Wann kommt die Kapitulation?
Die Frage ist, kommt sie überhaupt? Der Markt befindet sich zur Zeit in einem scheinbar endlosen Niedergang. Trader weltweit achten ausschließlich auf ihr Geld- und Risikomanagement. Spekulationen auf eine baldige Trendwende und die damit verbundenen größere Käufe sind weder bei privaten noch bei institutionellen Tradern zu sehen. Die Bärenmarkt-Rallies dauern nur wenige Stunden und werden zum Abladen von noch bestehenden Positionen genutzt. So wurde der gestrige starke Handel zum Ende in den USA wieder abverkauft. Auch heute fehlt bisher das positive Momentum, so dass die langsamen und Nerv tötenden Kursverluste weiter gehen dürften.

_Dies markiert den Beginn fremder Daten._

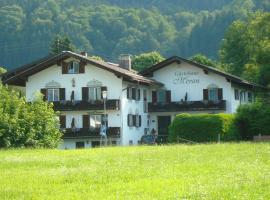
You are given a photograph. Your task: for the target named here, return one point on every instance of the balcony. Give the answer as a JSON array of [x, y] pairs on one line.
[[113, 132], [111, 104], [187, 106]]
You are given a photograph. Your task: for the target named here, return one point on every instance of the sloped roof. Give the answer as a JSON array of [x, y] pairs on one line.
[[19, 76], [234, 79]]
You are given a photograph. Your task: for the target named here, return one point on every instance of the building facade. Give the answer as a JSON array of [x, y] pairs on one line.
[[97, 98]]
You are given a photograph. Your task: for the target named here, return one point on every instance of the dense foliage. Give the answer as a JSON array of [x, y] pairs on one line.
[[108, 28], [145, 60], [202, 59], [253, 119], [246, 48], [203, 128], [60, 44], [26, 125]]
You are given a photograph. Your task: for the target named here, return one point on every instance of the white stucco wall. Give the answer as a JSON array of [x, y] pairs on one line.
[[54, 73], [128, 106], [173, 79]]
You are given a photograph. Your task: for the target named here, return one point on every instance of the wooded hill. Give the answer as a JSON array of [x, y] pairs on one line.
[[107, 28]]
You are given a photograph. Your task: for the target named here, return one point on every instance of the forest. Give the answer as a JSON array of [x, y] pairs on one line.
[[107, 28]]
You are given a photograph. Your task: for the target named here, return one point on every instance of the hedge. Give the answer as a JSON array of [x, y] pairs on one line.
[[253, 119], [203, 127]]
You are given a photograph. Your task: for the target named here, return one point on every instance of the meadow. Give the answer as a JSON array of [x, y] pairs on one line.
[[205, 171]]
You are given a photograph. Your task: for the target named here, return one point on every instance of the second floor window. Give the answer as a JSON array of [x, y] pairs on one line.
[[73, 67], [161, 96], [94, 93], [53, 95], [95, 121]]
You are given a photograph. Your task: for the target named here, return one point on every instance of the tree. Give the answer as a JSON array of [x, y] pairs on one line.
[[145, 60], [246, 47], [2, 70], [25, 124], [61, 43], [202, 59]]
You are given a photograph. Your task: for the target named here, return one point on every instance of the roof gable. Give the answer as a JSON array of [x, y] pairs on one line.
[[19, 75], [176, 59]]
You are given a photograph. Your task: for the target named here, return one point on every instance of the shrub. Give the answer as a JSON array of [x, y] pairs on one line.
[[26, 125], [203, 127], [253, 119]]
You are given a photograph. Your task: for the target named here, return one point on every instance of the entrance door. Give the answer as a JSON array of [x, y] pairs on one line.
[[79, 145], [163, 125]]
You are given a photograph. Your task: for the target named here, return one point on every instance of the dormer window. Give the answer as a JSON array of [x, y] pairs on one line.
[[73, 67], [53, 94]]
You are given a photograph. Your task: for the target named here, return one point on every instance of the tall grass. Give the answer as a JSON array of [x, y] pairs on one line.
[[225, 171]]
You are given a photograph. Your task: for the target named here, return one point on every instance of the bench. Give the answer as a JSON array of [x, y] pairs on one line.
[[261, 138]]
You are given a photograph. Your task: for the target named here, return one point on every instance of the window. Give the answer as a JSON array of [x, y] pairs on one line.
[[213, 94], [95, 121], [53, 94], [161, 96], [133, 93], [236, 94], [249, 97], [73, 67], [95, 93]]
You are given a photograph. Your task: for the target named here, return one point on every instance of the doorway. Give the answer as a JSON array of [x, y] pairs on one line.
[[163, 127]]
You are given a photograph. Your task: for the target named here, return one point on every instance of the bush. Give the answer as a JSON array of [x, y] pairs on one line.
[[203, 127], [253, 119], [26, 125]]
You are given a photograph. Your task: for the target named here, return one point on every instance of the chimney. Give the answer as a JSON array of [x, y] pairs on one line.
[[125, 61], [84, 53]]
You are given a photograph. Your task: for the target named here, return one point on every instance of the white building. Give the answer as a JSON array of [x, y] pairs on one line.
[[135, 104]]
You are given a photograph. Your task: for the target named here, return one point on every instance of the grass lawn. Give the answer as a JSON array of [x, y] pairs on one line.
[[212, 171]]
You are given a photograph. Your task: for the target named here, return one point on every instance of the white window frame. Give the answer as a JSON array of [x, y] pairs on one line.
[[97, 93], [73, 67], [210, 95], [55, 94], [95, 124]]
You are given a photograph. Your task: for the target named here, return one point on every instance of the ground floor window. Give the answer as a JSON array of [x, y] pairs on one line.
[[80, 145], [213, 94]]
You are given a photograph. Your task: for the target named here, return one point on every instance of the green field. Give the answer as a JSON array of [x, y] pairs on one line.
[[213, 171]]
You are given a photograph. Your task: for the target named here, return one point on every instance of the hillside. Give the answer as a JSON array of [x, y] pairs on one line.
[[213, 171], [108, 28]]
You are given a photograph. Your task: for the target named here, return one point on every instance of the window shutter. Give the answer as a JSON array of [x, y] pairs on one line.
[[104, 88], [220, 94], [82, 67], [62, 94], [134, 93], [205, 94], [43, 91], [133, 120], [138, 94], [128, 94], [154, 96], [62, 120], [129, 124], [64, 68], [72, 96], [85, 93], [168, 96], [86, 121]]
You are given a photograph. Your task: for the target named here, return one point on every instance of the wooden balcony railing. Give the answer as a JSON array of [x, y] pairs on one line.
[[111, 104], [187, 106], [113, 132]]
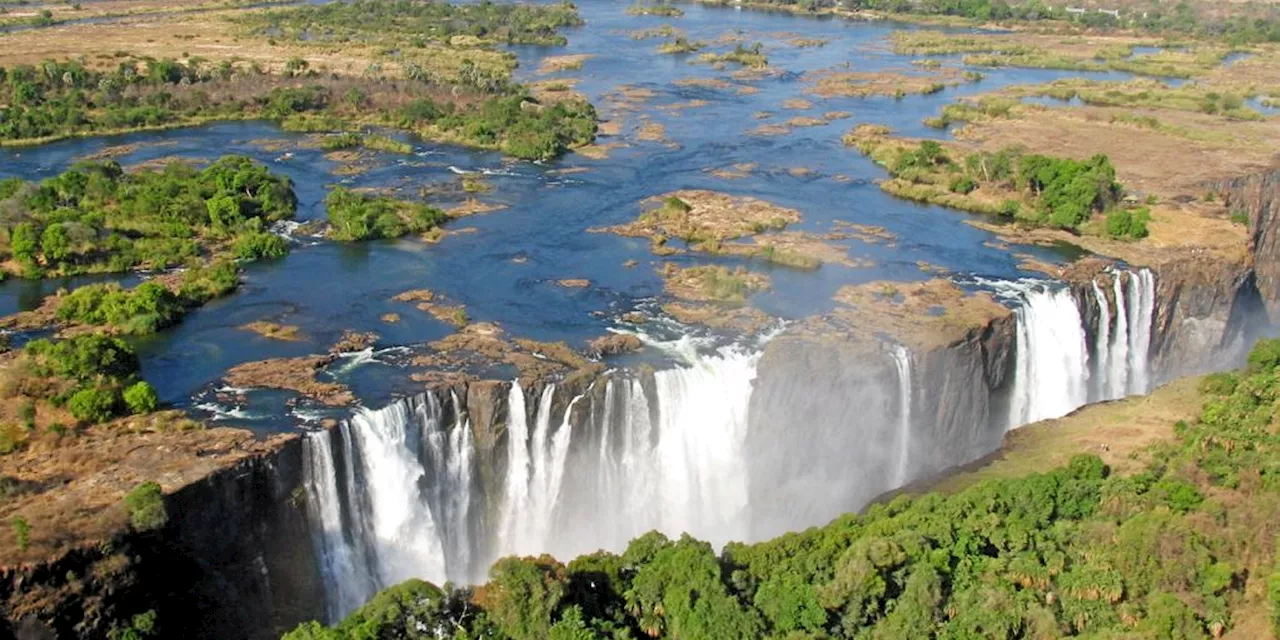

Es scheint so, als würden alle gebannt vor den Monitoren sitzen und auf die Kapitulation der Trader warten, auf den Moment wo alle Aktienbestände ohne Rücksicht auf Verluste zum Verkauf auf den Markt geschmissen werden. Überlicherweise startet der Tag der Kapitulation mit einem deutlichen Gap Down und sich beschleunigenden Kursverlusten. Einige Stunden nach Handelseröffnung setzt dann eine rasche Erholung ein. Aber wird im aktuellen Bärenmarkt diese Kapitulation, auf die alle warten, überhaupt kommen? Wenn wirklich alle darauf warten, wird sie wahrscheinlich nicht kommen – oder erst dann, wenn keiner mehr daran glaubt.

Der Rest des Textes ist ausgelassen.